(2nd LD) S. Korea, U.S. stage combined air drills involving America's B-52H bombers, F-22 fighters
(ATTN: RECASTS headline, lead; CHANGES photo)
By Song Sang-ho
SEOUL, Dec. 20 (Yonhap) -- South Korea and the United States conducted combined air drills, involving U.S. B-52 strategic bombers and F-22 stealth fighters, on Tuesday, in an effort to strengthen the credibility of America's "extended deterrence," Seoul's defense ministry said.
The drills took place in the South's air defense identification zone southwest of its southern island of Jeju amid tensions caused by the North's launch of two medium-range ballistic missiles (MRBM) on Sunday.
The South's F-35A stealth jets and F-15K fighters also joined the drills.
The training session contributed to enhancing interoperability between the allied forces and strengthening their operational capabilities as the two countries' newest-generation fighters practiced procedures to escort and protect the bomber, a key U.S. strategic asset, according to the ministry.
This week, the F-22 jets from Kadena Air Base in Okinawa, Japan, are to deploy to Kunsan Air Base in Gunsan, 275 kilometers south of Seoul. They are to engage in separate drills with the South's F-35A jets to strengthen capabilities to respond to the North's nuclear and missile threats, the ministry said.
The U.S. F-22 jets previously visited the South for air drills in 2018.
"The deployment of the B-52H and F-22 fighters this time is part of an effort to reinforce the credibility of the U.S.' extended deterrence," the ministry said in a press release.
Extended deterrence refers to the U.S.' commitment to using a full range of its military capabilities, including nuclear, to defend its ally.
The ministry made the remarks referring to an agreement from the allies' defense ministerial talks last month to increase the frequency and intensity in the deployment of U.S. strategic assets to the Korean Peninsula.
"The South and the U.S. will further solidify the combined defense posture of the South Korea-U.S. alliance regarding the North's nuclear and missile threats by continuing to strengthen the alliance's capabilities and posture, including the U.S.' extended deterrence," the ministry said.

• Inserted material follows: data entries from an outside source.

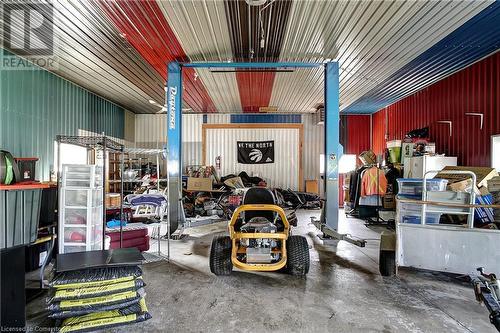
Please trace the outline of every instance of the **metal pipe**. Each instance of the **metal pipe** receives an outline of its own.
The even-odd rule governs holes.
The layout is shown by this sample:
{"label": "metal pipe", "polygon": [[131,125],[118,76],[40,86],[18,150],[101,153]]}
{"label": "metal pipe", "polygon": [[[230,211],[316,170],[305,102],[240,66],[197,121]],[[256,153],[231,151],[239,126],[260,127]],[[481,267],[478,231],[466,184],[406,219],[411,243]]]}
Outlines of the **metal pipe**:
{"label": "metal pipe", "polygon": [[190,62],[181,64],[190,68],[315,68],[323,63],[313,62]]}
{"label": "metal pipe", "polygon": [[120,153],[120,249],[123,247],[123,225],[122,225],[122,219],[123,219],[123,167],[124,167],[124,161],[123,159],[125,158],[123,154],[123,148]]}

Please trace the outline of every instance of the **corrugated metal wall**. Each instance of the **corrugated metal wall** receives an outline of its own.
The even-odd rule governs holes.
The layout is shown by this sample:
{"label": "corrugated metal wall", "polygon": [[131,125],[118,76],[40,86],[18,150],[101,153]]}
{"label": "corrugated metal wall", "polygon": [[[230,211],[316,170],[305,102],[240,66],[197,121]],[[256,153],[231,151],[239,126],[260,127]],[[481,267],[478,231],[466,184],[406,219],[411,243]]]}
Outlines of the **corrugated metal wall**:
{"label": "corrugated metal wall", "polygon": [[314,114],[303,114],[304,146],[302,148],[302,167],[304,180],[319,179],[320,155],[325,152],[325,131],[318,125]]}
{"label": "corrugated metal wall", "polygon": [[[3,52],[0,61],[11,56]],[[40,68],[1,70],[0,104],[0,147],[14,156],[40,158],[40,180],[50,177],[56,135],[83,129],[124,137],[121,107]]]}
{"label": "corrugated metal wall", "polygon": [[[500,52],[387,107],[388,139],[429,126],[436,151],[457,156],[461,165],[489,166],[491,135],[500,133]],[[480,118],[465,113],[481,113]],[[374,148],[384,141],[383,112],[373,117]],[[452,121],[448,124],[437,121]],[[381,125],[382,124],[382,125]]]}
{"label": "corrugated metal wall", "polygon": [[[225,115],[224,115],[225,116]],[[182,161],[184,165],[201,164],[201,125],[203,115],[182,115]],[[135,146],[162,148],[167,143],[166,114],[135,115]]]}
{"label": "corrugated metal wall", "polygon": [[[296,115],[287,115],[287,122]],[[319,157],[324,149],[323,126],[317,125],[313,114],[301,115],[304,126],[302,166],[304,179],[319,178]],[[201,164],[201,124],[230,124],[230,114],[184,114],[182,116],[183,163]],[[166,142],[166,115],[137,114],[135,116],[135,141],[137,147],[161,147]]]}

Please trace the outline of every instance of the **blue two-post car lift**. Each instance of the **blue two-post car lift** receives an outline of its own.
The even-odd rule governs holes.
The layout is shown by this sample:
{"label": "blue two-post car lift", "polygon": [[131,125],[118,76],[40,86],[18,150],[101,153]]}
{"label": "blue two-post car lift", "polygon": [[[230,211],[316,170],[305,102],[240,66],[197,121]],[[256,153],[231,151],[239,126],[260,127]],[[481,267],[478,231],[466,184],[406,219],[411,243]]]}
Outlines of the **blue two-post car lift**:
{"label": "blue two-post car lift", "polygon": [[169,222],[172,226],[183,224],[182,213],[182,68],[213,68],[241,70],[289,70],[296,68],[324,67],[325,84],[325,199],[321,220],[314,224],[327,237],[345,240],[358,246],[364,246],[363,240],[351,239],[338,233],[338,161],[342,156],[339,144],[339,65],[337,62],[207,62],[168,64],[168,82],[166,91],[167,107],[167,172],[169,177],[168,201]]}

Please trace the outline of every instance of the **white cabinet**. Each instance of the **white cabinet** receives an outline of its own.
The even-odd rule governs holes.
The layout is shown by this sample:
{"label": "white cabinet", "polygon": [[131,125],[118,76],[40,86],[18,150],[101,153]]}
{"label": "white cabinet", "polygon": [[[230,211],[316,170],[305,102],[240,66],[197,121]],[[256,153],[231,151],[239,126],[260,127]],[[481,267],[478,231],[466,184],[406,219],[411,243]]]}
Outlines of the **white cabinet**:
{"label": "white cabinet", "polygon": [[452,156],[418,156],[404,160],[404,178],[424,178],[431,170],[442,170],[445,166],[456,166],[457,158]]}
{"label": "white cabinet", "polygon": [[65,164],[60,184],[59,253],[101,250],[102,167]]}

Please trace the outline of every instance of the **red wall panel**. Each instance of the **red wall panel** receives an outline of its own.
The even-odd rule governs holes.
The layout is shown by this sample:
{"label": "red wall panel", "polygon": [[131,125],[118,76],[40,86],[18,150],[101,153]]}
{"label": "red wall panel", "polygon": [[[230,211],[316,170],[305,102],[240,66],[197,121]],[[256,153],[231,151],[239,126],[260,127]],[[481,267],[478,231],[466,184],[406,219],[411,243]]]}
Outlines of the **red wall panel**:
{"label": "red wall panel", "polygon": [[348,115],[345,154],[359,155],[370,149],[370,115]]}
{"label": "red wall panel", "polygon": [[243,112],[259,112],[261,106],[269,106],[274,77],[274,72],[236,72]]}
{"label": "red wall panel", "polygon": [[[483,114],[482,129],[479,117],[465,114],[471,112]],[[451,136],[440,120],[452,122]],[[429,126],[438,153],[457,156],[460,165],[489,166],[491,135],[500,134],[500,52],[375,113],[372,121],[376,153],[385,147],[385,126],[388,140]]]}
{"label": "red wall panel", "polygon": [[[167,64],[189,61],[155,1],[105,1],[98,5],[144,59],[167,80]],[[216,112],[210,95],[193,68],[184,68],[183,100],[196,112]],[[163,85],[158,86],[163,90]],[[161,101],[159,101],[161,102]]]}

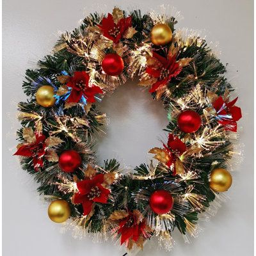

The South Korean military described Sunday's missile launch by the North as that of MRBMs. But the North claimed the launch was part of a reconnaissance satellite development effort.
The launch was conducted at the North's key western rocket launch site in Tongchang-ri, where the North claimed to have tested a "high-thrust solid-fuel" rocket motor last week to develop another "new-type strategic weapon system."
The motor test was seen as part of Pyongyang's push to develop a solid-fuel intercontinental ballistic missile, which takes less launch preparation time than a liquid-fuel one that requires fuel injection and other procedures.